The grammar of graphics


The grammar of graphics

Dewey Dunnington

Leland Wilkinson’s 2005 book The Grammar of Graphics (GoG) is a must-read for any geoscientist who communicates data using graphics on a regular basis. Rather than thinking about graphics using pre-conceived templates (e.g., the “scatterplot”, the “bar graph”, or the “boxplot”), Wilkinson decomposes graphics into several orthogonal components: data, scales, statistics, geometries, and facets. In most implementations of the GoG, data consists of a table with one row for each object (e.g., a sediment sample), and one column for each variable (e.g., from which lake the sample was collected, or the concentration of an element in the sample) (Wickham 2014). One or more of these variables can then be mapped to a scale, which can represent a position on the plot (e.g., x-axis or y-axis) or an aesthetic (e.g., colour or shape). Before being passed to a geometry (e.g., a point, line, or polygon), the data can optionally be transformed using a statistic (e.g., a linear regression). Finally, data can be split into multiple panels using facets (e.g., one panel for each surficial unit). Using these elements, Wilkinson argues, almost any graphic can be constructed.

Creating a graphic using a template-based plotting library is like filling in a form, and creating a graphic using a GoG-based plotting library is like writing a paragraph on a blank page: writing a paragraph takes more work, but there is a limit to what one can communicate using a pre-conceived template. The flexibility of GoG-based plotting libraries is a similar trade off: creating any particular graphic may take more work, but there are few limits to the type of graphic one can create. If R is your language of choice, the ggplot2 package provides what is perhaps the most widely used implementation of the GoG; in Python, the plotnine package implements the GoG using matplotlib as a plotting backend; and in JavaScript, the G2 library implements the GoG using D3.js.

When graphics become more complex there are no pre-conceived templates, in which case it becomes much faster to use a GoG-based library.

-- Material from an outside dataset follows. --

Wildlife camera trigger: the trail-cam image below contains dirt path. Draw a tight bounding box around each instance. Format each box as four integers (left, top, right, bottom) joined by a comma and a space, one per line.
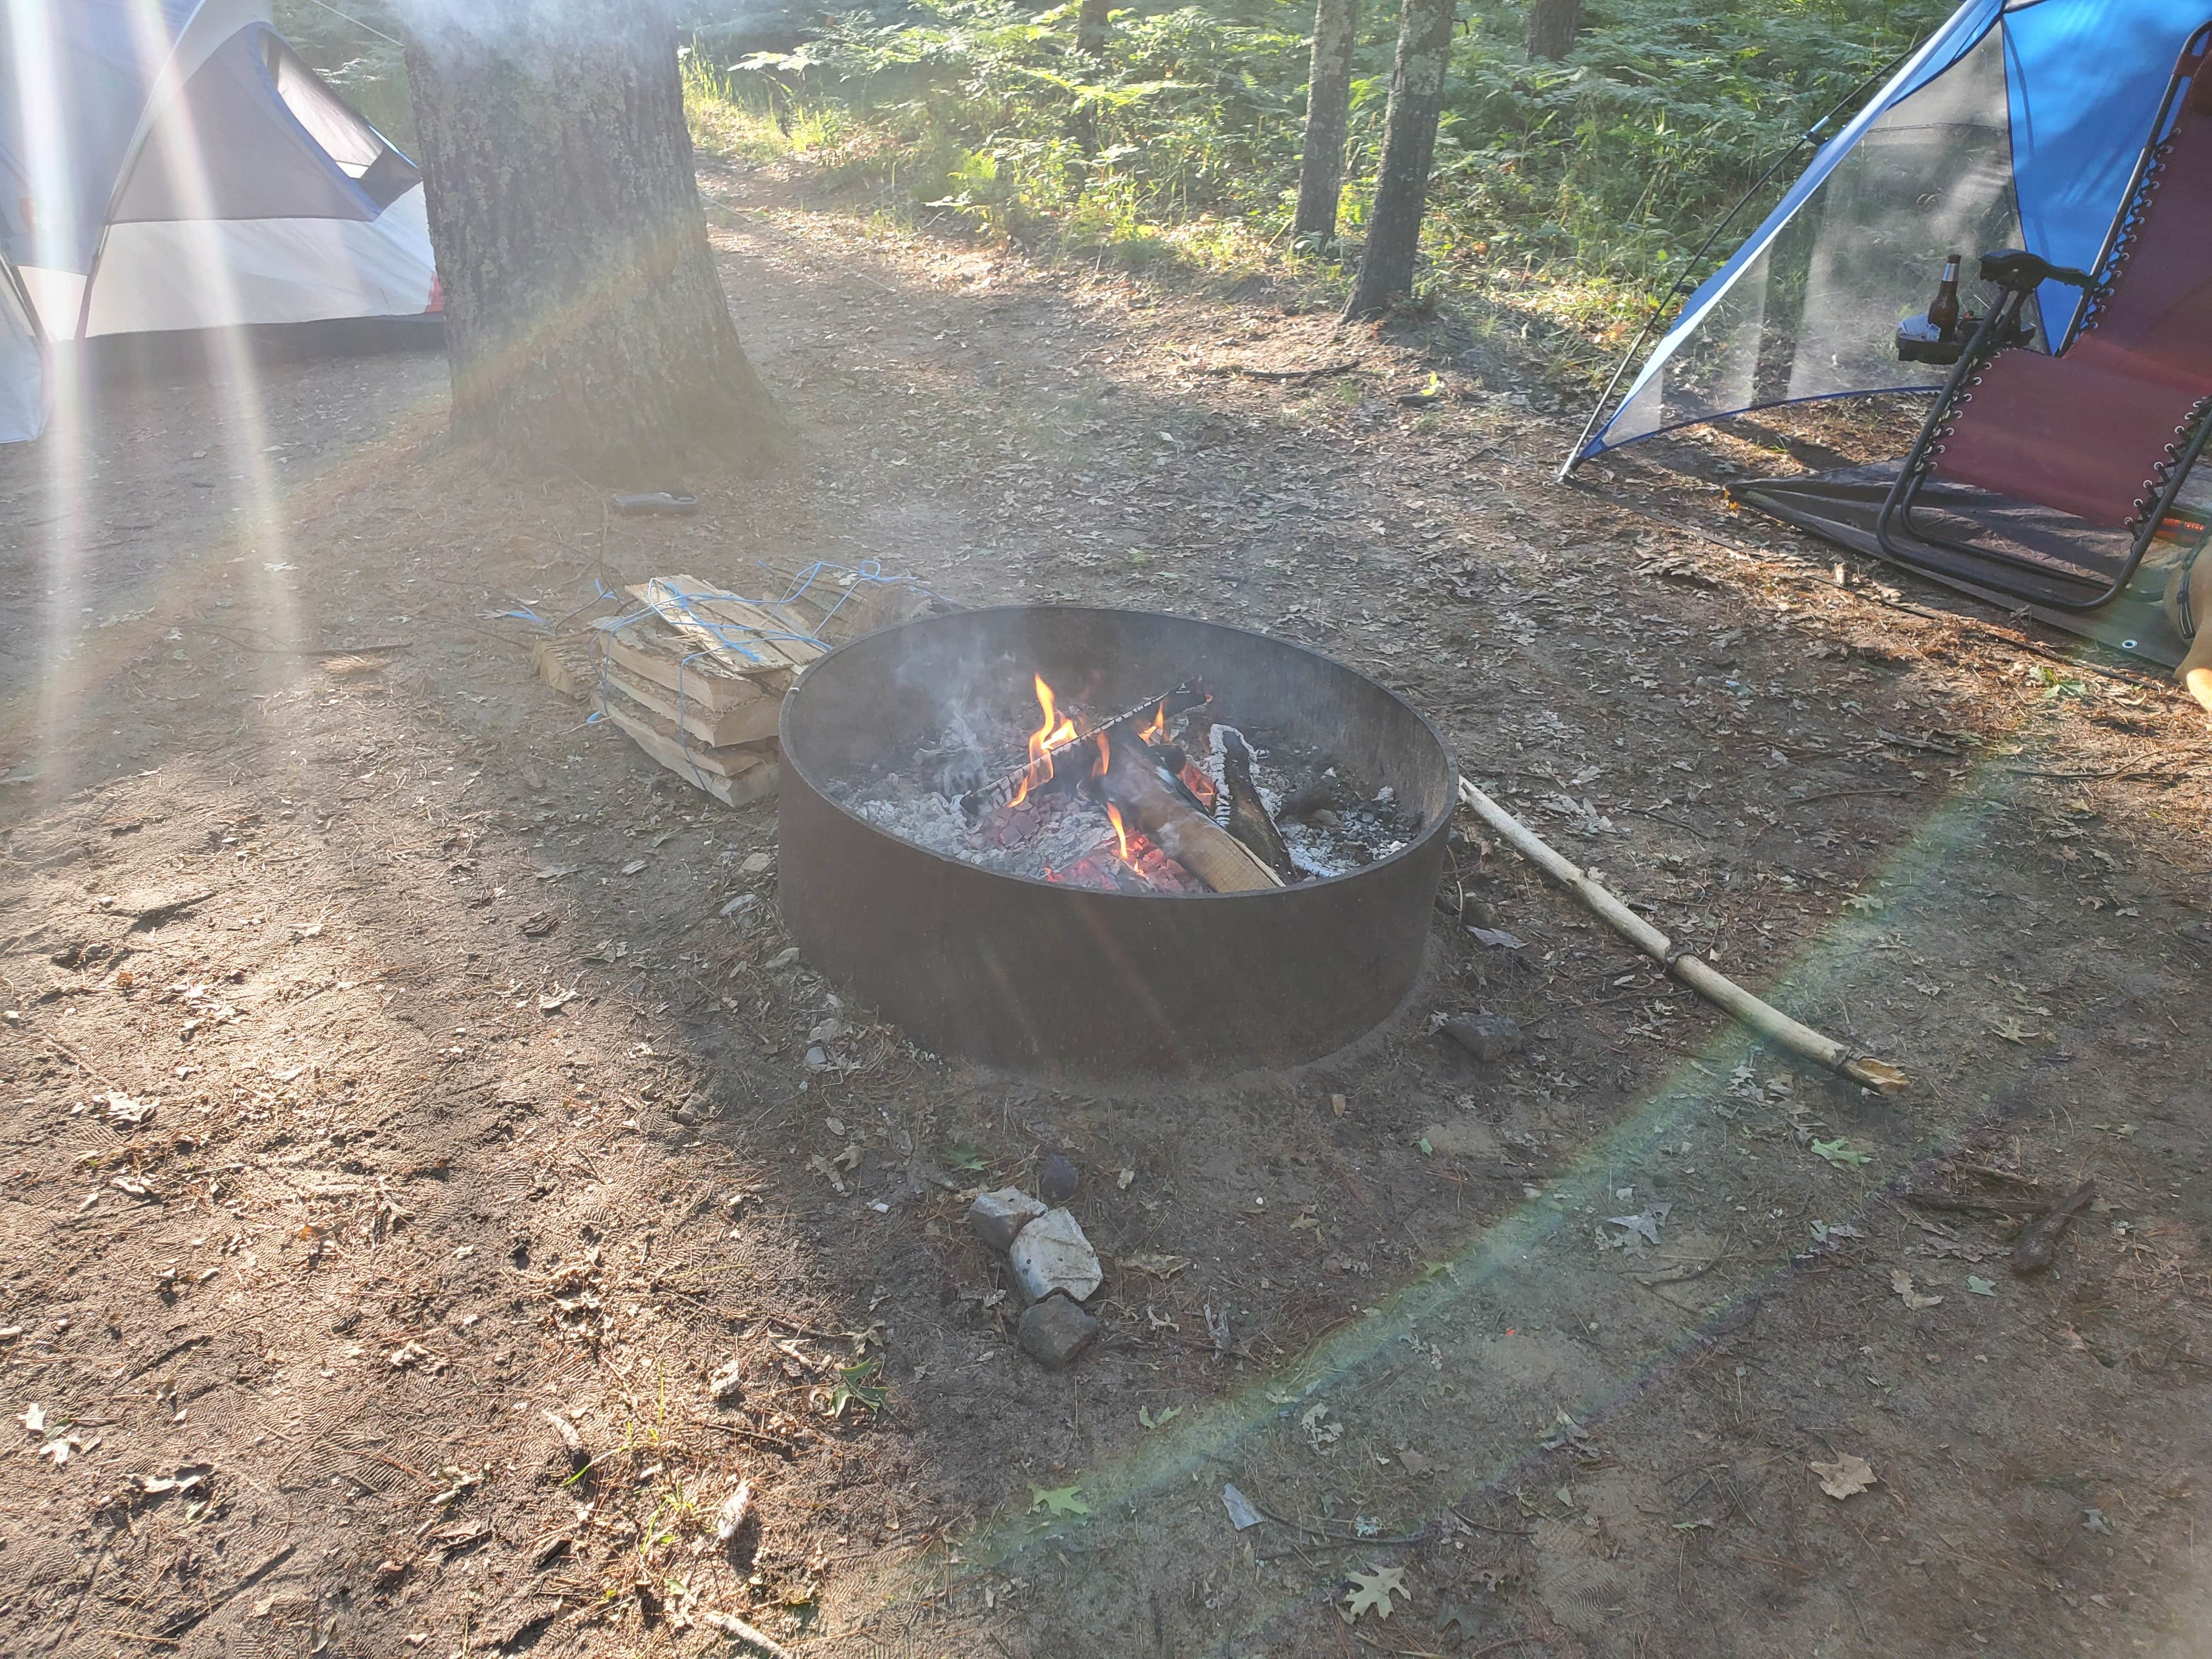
2, 155, 2208, 1659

For example, the graphic shown below in most plotting libraries would require creating two separate plots with manually-scaled axes (to ensure they were the same as each other) and suppressed y-axis labels (on the second plot), drawing three series on each plot, and calculating/drawing two linear regressions. Finally, one would have to create a custom legend to incorporate the series for both plots. In a GoG-based framework, creating this plot requires specifying that the variable K should be mapped to the x-axis, the variable Ti should be mapped to the y-axis, the variable Lake should be mapped to the shape aesthetic, and that one panel should be drawn for each unique value in the surface_formation variable. Finally, one needs to specify that the first layer should be drawn using a point geometry (no transformation), and the second layer should be drawn using a line geometry (after calculating a linear regression).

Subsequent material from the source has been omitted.